Joseph Stuart, a Postdoctoral Fellow at the Neal A. Maxwell Institute at Brigham young University, received his Ph.D. in History from the University of Utah, where he studied the relationship of race, masculinity, and religion in twentieth-century African American freedom movements. He is a scholar of African American history, particularly of the relationship between race, freedom rights, and religion in the twentieth century Black Freedom Movement. His scholarship and pedagogy are built around establishing similarities, differences, and contingencies that reveal how groups fought for liberation in myriad ways. He assumes that there is no single movement or approach to Black freedom that can adequately the aims and desires of all Black communities—and that we do historical actors a disservice by flattening their decisions into binary categories. The same can and must be recognized when broadly describing the historical construction of race, gender, or politics.

Stuart's work illuminates how working-class Black people had different stakes and priorities for gaining their freedom rights. He elucidates the dependence of categories like race, gender, politics, and religion upon one another—each category comprising and thereby supporting one another. The Nation of Islam rooted its identities in religious definitions of Black manhood—making and remaking arguments about Black people's place in American society in the process. He contends that because their very sense of masculinity, religion, and race were all inseparably connected, the NOI believed that integration would cause their entire religious logic to crumble.
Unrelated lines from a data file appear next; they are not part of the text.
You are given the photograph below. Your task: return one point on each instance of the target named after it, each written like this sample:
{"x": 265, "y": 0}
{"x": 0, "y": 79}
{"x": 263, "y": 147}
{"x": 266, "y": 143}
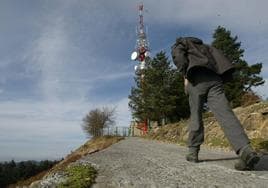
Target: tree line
{"x": 159, "y": 91}
{"x": 12, "y": 172}
{"x": 158, "y": 94}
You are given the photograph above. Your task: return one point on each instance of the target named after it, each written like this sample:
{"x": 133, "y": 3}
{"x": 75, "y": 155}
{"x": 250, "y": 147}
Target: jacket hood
{"x": 185, "y": 40}
{"x": 194, "y": 40}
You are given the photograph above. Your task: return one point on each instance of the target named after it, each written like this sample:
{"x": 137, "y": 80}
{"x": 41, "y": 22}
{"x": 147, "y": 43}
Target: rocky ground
{"x": 137, "y": 162}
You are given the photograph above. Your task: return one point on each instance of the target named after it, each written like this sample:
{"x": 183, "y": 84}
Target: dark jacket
{"x": 191, "y": 53}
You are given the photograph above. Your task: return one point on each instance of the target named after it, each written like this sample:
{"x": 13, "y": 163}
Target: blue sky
{"x": 59, "y": 59}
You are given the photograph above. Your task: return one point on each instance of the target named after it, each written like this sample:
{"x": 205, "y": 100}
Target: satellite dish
{"x": 134, "y": 56}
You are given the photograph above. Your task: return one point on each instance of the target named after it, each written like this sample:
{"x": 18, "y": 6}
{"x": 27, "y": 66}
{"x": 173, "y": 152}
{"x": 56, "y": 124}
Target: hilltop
{"x": 254, "y": 119}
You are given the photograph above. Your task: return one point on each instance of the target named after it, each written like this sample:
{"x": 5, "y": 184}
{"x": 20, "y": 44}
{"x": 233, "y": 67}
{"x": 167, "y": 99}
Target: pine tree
{"x": 245, "y": 75}
{"x": 160, "y": 93}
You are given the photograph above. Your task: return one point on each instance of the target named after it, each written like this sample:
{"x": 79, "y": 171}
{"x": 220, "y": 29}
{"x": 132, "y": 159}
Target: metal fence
{"x": 112, "y": 131}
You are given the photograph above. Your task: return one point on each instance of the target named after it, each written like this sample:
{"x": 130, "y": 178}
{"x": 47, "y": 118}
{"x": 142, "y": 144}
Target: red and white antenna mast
{"x": 142, "y": 44}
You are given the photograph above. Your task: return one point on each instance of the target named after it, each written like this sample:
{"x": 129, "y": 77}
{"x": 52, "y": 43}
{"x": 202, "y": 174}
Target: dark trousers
{"x": 208, "y": 88}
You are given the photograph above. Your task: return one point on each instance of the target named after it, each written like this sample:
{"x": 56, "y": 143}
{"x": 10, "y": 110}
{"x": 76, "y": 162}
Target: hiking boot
{"x": 248, "y": 159}
{"x": 192, "y": 157}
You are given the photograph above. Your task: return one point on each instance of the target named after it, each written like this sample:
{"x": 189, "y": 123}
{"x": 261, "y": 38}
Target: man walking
{"x": 205, "y": 69}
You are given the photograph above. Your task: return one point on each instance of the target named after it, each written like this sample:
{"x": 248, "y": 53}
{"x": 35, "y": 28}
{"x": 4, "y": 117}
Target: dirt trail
{"x": 136, "y": 162}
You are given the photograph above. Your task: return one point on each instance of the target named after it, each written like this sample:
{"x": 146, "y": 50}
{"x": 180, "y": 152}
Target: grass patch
{"x": 260, "y": 144}
{"x": 218, "y": 142}
{"x": 79, "y": 176}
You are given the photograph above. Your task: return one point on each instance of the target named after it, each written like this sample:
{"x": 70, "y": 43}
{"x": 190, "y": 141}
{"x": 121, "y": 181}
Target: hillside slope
{"x": 254, "y": 119}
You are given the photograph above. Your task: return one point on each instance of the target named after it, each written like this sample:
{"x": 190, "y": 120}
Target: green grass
{"x": 218, "y": 142}
{"x": 79, "y": 176}
{"x": 260, "y": 144}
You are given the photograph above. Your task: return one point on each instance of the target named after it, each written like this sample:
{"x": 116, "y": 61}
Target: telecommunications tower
{"x": 140, "y": 54}
{"x": 142, "y": 45}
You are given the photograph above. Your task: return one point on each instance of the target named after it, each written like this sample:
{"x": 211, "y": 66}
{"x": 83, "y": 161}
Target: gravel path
{"x": 140, "y": 163}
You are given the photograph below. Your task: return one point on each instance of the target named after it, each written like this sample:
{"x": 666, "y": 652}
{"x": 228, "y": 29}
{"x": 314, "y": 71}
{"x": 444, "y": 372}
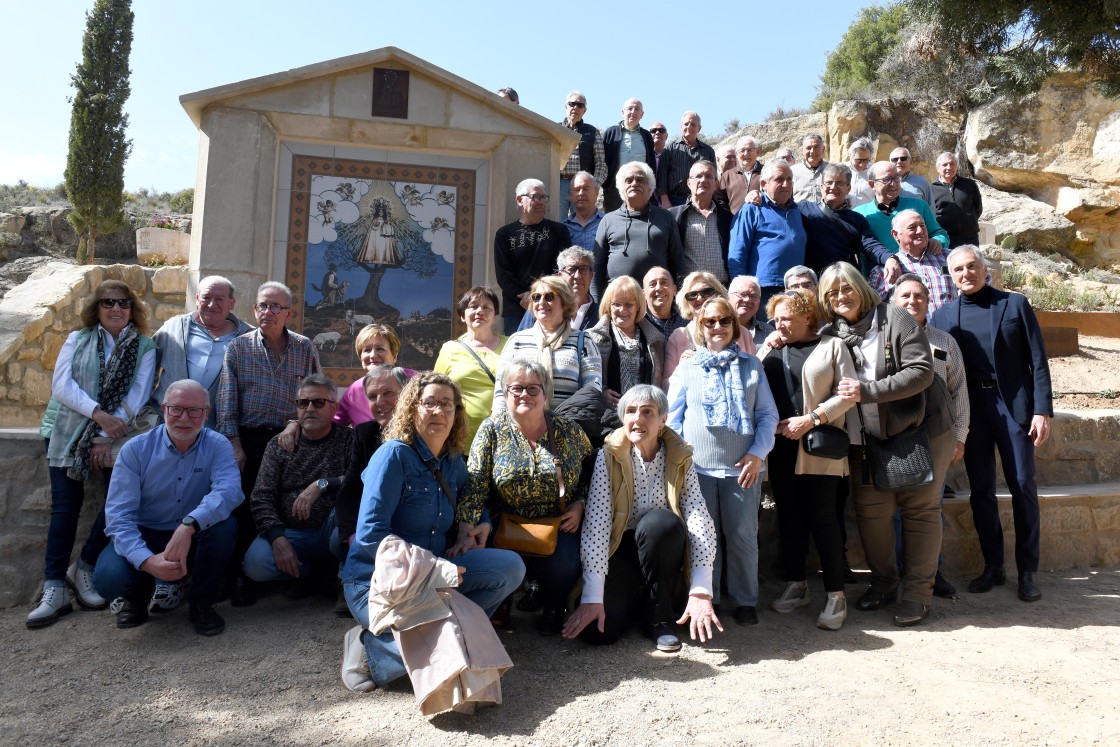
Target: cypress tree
{"x": 98, "y": 146}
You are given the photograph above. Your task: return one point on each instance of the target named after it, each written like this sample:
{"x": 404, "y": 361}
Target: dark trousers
{"x": 210, "y": 553}
{"x": 66, "y": 498}
{"x": 992, "y": 426}
{"x": 805, "y": 506}
{"x": 641, "y": 576}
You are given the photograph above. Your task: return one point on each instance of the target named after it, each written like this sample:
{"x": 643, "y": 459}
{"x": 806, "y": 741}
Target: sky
{"x": 740, "y": 59}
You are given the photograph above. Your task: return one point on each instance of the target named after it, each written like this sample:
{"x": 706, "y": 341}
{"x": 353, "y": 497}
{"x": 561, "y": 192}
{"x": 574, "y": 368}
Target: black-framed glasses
{"x": 694, "y": 296}
{"x": 317, "y": 402}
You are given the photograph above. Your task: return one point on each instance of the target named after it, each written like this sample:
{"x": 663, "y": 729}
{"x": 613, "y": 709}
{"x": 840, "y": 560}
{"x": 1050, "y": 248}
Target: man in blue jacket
{"x": 1011, "y": 403}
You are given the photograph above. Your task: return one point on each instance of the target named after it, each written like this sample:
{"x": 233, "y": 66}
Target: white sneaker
{"x": 832, "y": 616}
{"x": 355, "y": 668}
{"x": 54, "y": 603}
{"x": 168, "y": 596}
{"x": 81, "y": 581}
{"x": 794, "y": 596}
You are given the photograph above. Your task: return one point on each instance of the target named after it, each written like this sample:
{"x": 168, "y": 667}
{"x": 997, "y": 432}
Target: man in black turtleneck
{"x": 1011, "y": 403}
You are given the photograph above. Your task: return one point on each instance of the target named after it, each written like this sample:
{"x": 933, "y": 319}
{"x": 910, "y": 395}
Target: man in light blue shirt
{"x": 169, "y": 485}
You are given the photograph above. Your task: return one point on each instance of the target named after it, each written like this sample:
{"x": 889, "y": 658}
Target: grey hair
{"x": 525, "y": 185}
{"x": 838, "y": 169}
{"x": 772, "y": 166}
{"x": 186, "y": 385}
{"x": 633, "y": 166}
{"x": 641, "y": 394}
{"x": 574, "y": 254}
{"x": 273, "y": 285}
{"x": 530, "y": 366}
{"x": 212, "y": 280}
{"x": 796, "y": 271}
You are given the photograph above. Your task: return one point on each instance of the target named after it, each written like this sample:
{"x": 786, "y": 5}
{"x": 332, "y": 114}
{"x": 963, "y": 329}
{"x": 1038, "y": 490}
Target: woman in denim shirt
{"x": 402, "y": 496}
{"x": 720, "y": 403}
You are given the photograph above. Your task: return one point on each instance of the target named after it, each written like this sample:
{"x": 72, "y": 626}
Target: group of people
{"x": 627, "y": 437}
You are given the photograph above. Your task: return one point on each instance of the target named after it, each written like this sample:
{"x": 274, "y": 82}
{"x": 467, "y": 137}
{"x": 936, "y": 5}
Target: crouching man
{"x": 168, "y": 512}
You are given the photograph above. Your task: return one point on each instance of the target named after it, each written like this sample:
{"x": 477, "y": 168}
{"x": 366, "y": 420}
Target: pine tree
{"x": 98, "y": 146}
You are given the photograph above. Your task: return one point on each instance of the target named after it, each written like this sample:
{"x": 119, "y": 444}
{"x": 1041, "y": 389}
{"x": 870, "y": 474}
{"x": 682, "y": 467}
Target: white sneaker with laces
{"x": 832, "y": 616}
{"x": 54, "y": 603}
{"x": 795, "y": 595}
{"x": 81, "y": 581}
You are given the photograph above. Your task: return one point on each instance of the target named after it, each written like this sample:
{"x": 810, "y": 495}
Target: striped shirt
{"x": 255, "y": 389}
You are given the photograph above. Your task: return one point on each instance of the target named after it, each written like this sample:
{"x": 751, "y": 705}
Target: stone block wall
{"x": 37, "y": 316}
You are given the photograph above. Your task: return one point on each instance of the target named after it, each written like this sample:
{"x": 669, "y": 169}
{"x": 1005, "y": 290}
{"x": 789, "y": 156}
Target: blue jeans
{"x": 210, "y": 552}
{"x": 735, "y": 511}
{"x": 66, "y": 498}
{"x": 322, "y": 543}
{"x": 491, "y": 577}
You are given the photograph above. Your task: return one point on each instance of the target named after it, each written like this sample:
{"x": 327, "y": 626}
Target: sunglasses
{"x": 318, "y": 403}
{"x": 694, "y": 296}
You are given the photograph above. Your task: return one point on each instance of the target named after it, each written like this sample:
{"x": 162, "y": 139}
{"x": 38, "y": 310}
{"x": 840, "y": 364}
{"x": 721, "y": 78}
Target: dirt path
{"x": 987, "y": 670}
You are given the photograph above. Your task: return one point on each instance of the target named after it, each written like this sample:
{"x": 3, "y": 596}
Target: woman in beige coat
{"x": 805, "y": 486}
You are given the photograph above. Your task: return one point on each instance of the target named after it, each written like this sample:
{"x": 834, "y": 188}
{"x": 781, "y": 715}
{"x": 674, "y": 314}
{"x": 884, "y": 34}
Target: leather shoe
{"x": 746, "y": 616}
{"x": 871, "y": 599}
{"x": 911, "y": 613}
{"x": 991, "y": 576}
{"x": 1028, "y": 590}
{"x": 205, "y": 619}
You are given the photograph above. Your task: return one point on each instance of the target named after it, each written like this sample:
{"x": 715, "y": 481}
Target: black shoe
{"x": 746, "y": 616}
{"x": 871, "y": 599}
{"x": 243, "y": 593}
{"x": 205, "y": 619}
{"x": 1028, "y": 590}
{"x": 131, "y": 615}
{"x": 550, "y": 623}
{"x": 991, "y": 576}
{"x": 911, "y": 613}
{"x": 943, "y": 588}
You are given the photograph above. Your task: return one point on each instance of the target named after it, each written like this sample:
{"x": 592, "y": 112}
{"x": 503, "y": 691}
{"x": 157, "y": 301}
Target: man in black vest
{"x": 588, "y": 156}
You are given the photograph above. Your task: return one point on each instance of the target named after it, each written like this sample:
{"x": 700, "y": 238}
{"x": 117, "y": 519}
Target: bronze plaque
{"x": 390, "y": 93}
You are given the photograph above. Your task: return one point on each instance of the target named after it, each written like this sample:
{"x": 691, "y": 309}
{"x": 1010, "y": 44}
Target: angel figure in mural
{"x": 381, "y": 242}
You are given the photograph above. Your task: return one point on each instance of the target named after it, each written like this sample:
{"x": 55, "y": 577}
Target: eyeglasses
{"x": 438, "y": 405}
{"x": 700, "y": 293}
{"x": 176, "y": 411}
{"x": 722, "y": 321}
{"x": 318, "y": 403}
The NOI shows that Black people defined race for their communities and purposes and set debates on their own terms, rather than on white arguments that defined them as inferior.

Stuart's dissertation, “'Freedom, Justice, and Equality for Black Men in America': Race, Masculinity, and the Nation of Islam in the Black Freedom Movement, 1931-1975," examines the Nation of Islam’s racial and masculine ideologies to understand how and why some Black American groups opposed integration in the mid-twentieth century United States. The project traces the Nation of Islam’s founding from its origins in Great Depression Detroit to its schism following the death of the Honorable Elijah Muhammad in 1975 and its “restoration” under Louis Farrakhan in 1981. His study complicates historians’ ideas about the Black Freedom Movement, highlighting how race, masculinity, and religion led to a Black Nationalist group’s refusal to participate in national freedom rights movements and actions. Stuart is also an affiliate researcher with the Century of Black Mormons Project, which uses the tools of digital and analog histories to discover, research, and publish on the lives of Mormons of Black African descent from 1830-1930.